Фрост и Даггет не нашли никаких других частей, пока не достигли верхнего коридора, где на ковре лежало бескровное ухо, белое, как морская раковина. Судя по размеру и тонкости, ухо принадлежало маленькому ребенку.
У шерифа Хармильо было двое детей.
Из всех видов преступлений Фроста больше всего бесили дела с жестокостью по отношению к детям. Он не считал достаточным даже пожизненное заключение за убийство детей. Только медленные беспощадные казни.
Поведение Хармильо при исполнении в течение предыдущих двенадцати часов резко свидетельствовало о продажности. Если шеф являлся частью некого странного дела, то казалось вероятным, что он, а не какой-то серийный убийца, гонявшийся за ним, лишил жизни свою жену, тещу и детей. Убил их и расчленил.
Но у Фроста не укладывалось в голове то, что они до сих пор обнаружили. Огромные суммы текли в этот город через «Движение к Идеальному Миру», они же предполагали наличие преступного предприятия гигантских масштабов. Отмываемые денежные фонды были настолько велики, что не исключено: речь может идти даже о террористическом заговоре исторического значения. Копы, немыслимо богатевшие на помощи плохим парням, скрывали свою деятельность и едва ли пустили бы под откос свой денежный поезд, порубив семью на кусочки из-за ссоры с женой.
Четыре спальни, хозяйская гостиная, множество шкафов и две из трех ванных комнат явили взгляду лишь еще две жутких улики. Обе в хозяйской спальне.
На полу у гардероба лежала часть нижней челюсти, с двумя молярами, двумя премолярами и одним клыком. Между моляров тянулось нечто зеленое, возможно, кусочек кожицы сладкого перца или халапеньо. Части кости, которые должны были быть раздроблены при отламывании от основной челюсти, выглядели вместо этого… оплавленными.
И, поскольку это был не просто еще один обломок биологического мусора, но невероятная деталь сюрреалистической фантазии, вторая находка в хозяйской спальне оказалась ужаснее всего из до сих пор обнаруженного ими. Она лежала в углу аккуратно заправленной кровати, у изножья, но не так, будто ее аккуратно положили здесь, казалось, ее швырнули – или даже выплюнули. Толстый язык имел загнутый кончик, приподнятый, словно что-то облизывал.
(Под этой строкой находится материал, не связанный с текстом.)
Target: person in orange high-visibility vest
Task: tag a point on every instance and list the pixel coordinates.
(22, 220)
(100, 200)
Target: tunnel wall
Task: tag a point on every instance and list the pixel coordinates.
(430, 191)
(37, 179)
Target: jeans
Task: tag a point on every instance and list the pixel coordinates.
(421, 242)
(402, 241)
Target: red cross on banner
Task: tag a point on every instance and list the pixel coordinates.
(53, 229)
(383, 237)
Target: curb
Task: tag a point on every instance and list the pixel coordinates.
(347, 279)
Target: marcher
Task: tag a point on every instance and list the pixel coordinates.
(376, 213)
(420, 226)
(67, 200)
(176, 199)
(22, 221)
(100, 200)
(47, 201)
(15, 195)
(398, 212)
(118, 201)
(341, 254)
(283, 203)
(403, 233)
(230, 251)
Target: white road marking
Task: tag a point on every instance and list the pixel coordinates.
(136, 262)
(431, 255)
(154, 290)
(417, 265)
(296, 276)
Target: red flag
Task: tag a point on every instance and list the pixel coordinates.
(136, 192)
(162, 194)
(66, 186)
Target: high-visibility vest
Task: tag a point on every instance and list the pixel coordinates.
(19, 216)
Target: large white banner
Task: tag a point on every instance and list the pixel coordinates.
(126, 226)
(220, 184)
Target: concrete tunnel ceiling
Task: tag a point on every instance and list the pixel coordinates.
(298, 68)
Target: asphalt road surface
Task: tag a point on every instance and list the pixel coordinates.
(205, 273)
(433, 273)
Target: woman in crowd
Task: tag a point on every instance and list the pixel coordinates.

Если бы найден был только он, зрелище выглядело бы отвратительным и тревожным, но в сочетании с остальным все напоминало картину Сальвадора Дали, вдохновившегося Лавкрафтом. В центре толстого языка, не балансируя на нем, а глубоко вдавившись в плоть, вырастая из нее, находился карий человеческий глаз, не имеющий век.
Фрост первым увидел это уродство. И в момент обнаружения его охватило чувство, о котором он часто читал, но никогда еще не испытывал. Кожа на его шее похолодела, и по ней словно поползли вполне реальные пауки и многоножки.
Будучи агентом ФБР, отдела, эквивалентного подразделению, занимающемуся спецоперациями, он видел достаточно ужасов и был знаком со страхом разнообразной интенсивности и природы. Между тем до сих пор ничто никогда так глубоко не касалось запрятанных нервов, которые были не физическими нервами, а интуитивной чувствительностью к необъяснимому, не важно, сверхъестественной оно природы или всего лишь противоестественной. Ни его мировоззрение в целом, ни живая фантазия не могли объяснить существование подобной мерзости. Пока он глазел на нее, леденящее чувство проникало все глубже, от основания шеи ползло по спине, холод спускался по лесенке позвонков.